I think I need a Foodie Coach. I feel so confused! When I started food blogging a few months back I was convinced that I had my style of cooking figured out. What I thought made me unique was food reflecting a multi-cultural upbringing, however the more I cook the more I realize it is a bit more complex. Italian and Moroccan dishes do not reflect my Mexican-American upbringing in Germany, Japan and England. Maybe I got it all wrong! Maybe I am not a third culture foodie after all! To make it even more complex, what I might enjoy the most about cooking is the challenge of taking something that is traditionally unhealthy, and giving it a good for you makeover. So what does that make me?
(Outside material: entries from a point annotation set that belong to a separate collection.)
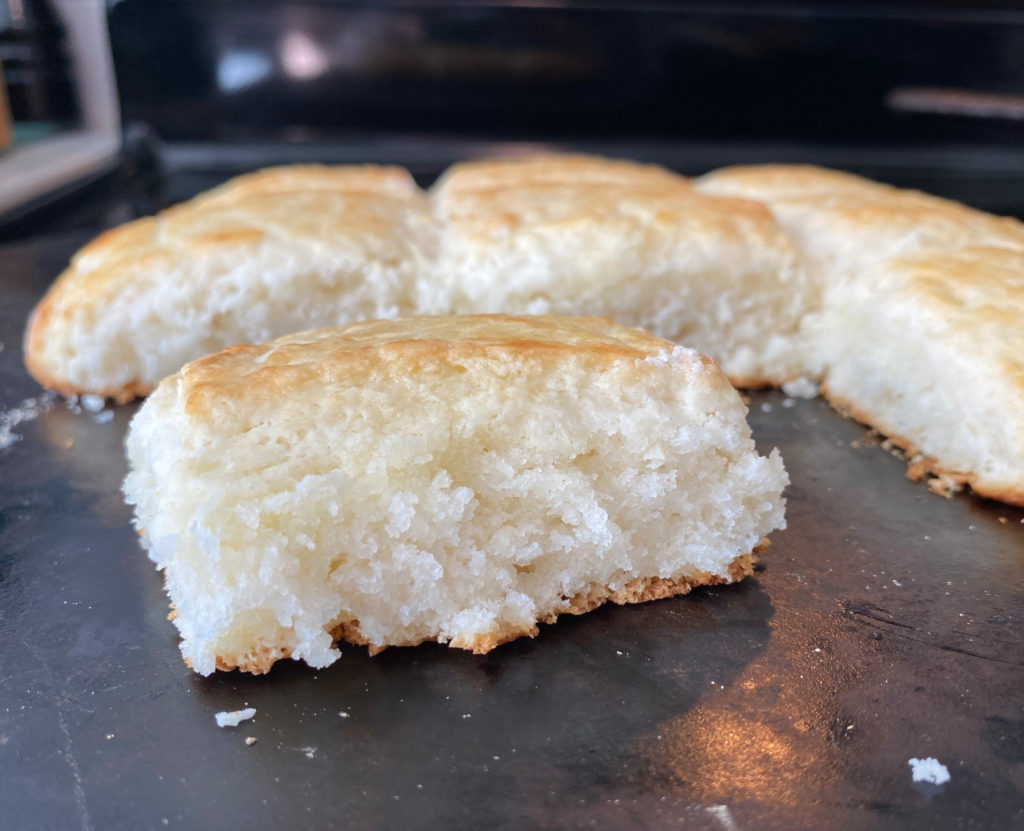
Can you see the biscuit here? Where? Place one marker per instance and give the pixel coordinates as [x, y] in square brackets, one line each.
[272, 252]
[453, 479]
[921, 329]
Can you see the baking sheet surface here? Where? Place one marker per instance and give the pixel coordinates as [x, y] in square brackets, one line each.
[885, 624]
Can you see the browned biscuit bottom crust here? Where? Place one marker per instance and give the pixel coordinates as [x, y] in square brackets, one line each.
[920, 465]
[260, 659]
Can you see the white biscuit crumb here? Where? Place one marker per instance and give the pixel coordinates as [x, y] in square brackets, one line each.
[26, 411]
[92, 403]
[929, 770]
[235, 717]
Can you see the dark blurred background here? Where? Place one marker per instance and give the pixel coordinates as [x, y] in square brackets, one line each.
[929, 94]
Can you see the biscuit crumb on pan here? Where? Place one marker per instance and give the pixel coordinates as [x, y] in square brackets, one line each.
[459, 480]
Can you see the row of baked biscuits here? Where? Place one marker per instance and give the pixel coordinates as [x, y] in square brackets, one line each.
[907, 307]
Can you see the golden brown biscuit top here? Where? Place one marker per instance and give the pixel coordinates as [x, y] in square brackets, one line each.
[468, 177]
[857, 205]
[349, 355]
[977, 292]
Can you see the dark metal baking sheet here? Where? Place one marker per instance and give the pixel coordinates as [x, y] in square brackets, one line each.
[887, 623]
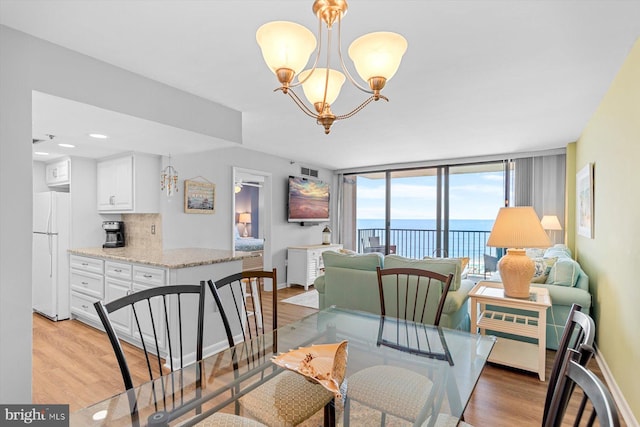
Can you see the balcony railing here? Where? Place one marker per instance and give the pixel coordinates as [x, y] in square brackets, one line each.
[413, 243]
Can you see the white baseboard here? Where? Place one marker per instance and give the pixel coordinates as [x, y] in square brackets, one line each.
[623, 406]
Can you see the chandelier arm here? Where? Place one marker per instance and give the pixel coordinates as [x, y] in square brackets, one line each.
[360, 107]
[343, 65]
[301, 104]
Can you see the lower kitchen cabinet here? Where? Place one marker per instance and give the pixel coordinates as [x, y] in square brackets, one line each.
[95, 278]
[87, 286]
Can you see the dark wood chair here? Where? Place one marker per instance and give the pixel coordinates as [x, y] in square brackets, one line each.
[169, 317]
[413, 294]
[578, 336]
[242, 319]
[150, 319]
[407, 294]
[595, 399]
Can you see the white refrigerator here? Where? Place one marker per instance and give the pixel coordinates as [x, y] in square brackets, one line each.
[50, 261]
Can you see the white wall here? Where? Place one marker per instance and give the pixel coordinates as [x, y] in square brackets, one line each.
[32, 64]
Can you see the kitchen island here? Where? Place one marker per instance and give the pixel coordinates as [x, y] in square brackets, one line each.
[106, 274]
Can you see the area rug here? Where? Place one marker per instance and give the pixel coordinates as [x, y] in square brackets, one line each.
[307, 299]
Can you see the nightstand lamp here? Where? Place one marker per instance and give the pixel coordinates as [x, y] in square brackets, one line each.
[244, 219]
[517, 228]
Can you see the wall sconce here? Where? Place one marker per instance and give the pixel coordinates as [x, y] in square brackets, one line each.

A third culture foodie who enjoys cooking the cuisine from random regions of the world, and attempting to make them healthy without sacrificing taste? Regardless, this pizza dough recipe is amazing. You’d never guess it was 100% whole wheat. The trick, whole white wheat flour. Enjoy!
1/2 cup warm water
1 package active dry yeast
1 1/4 cups water, at room temperature
2 tablespoons extra-virgin olive oil
4 cups (20 ounces) white whole wheat flour
1 1/2 teaspoons salt
1 tablespoon honey
More olive oil or butter, for greasing the bowl
1) Place the 1/2 cup warm water in a small bowl. Add the yeast and stir. Let sit for about 5 minutes. Add to the room temperature water, honey and oil and stir.
2) Place the flour and salt in the bowl of a stand mixer fitted with the paddle mixing attachment. Mix until combined. With mixer on low speed, slowly add the liquid ingredients. Mix just until the dough looks like a tornado in your kitchen aid. Let the dough rest for 5 minutes.
3) Change to the dough hook attachment. Knead the dough until it becomes smooth and elastic, about 5-10 minutes.
4) Oil or butter a medium-sized bowl. Transfer the dough to the prepared bowl. Cover with a kitchen towel or plastic wrap and place in a warm spot. Allow to rise for 1 ½-2 hours, or until double in volume.
5) Top with your favorite ingredients, and bake at 425 degrees for about 15 minutes, or until cheese is melted and slightly browned.
Makes enough dough for approximately 4-5 personal pizzas.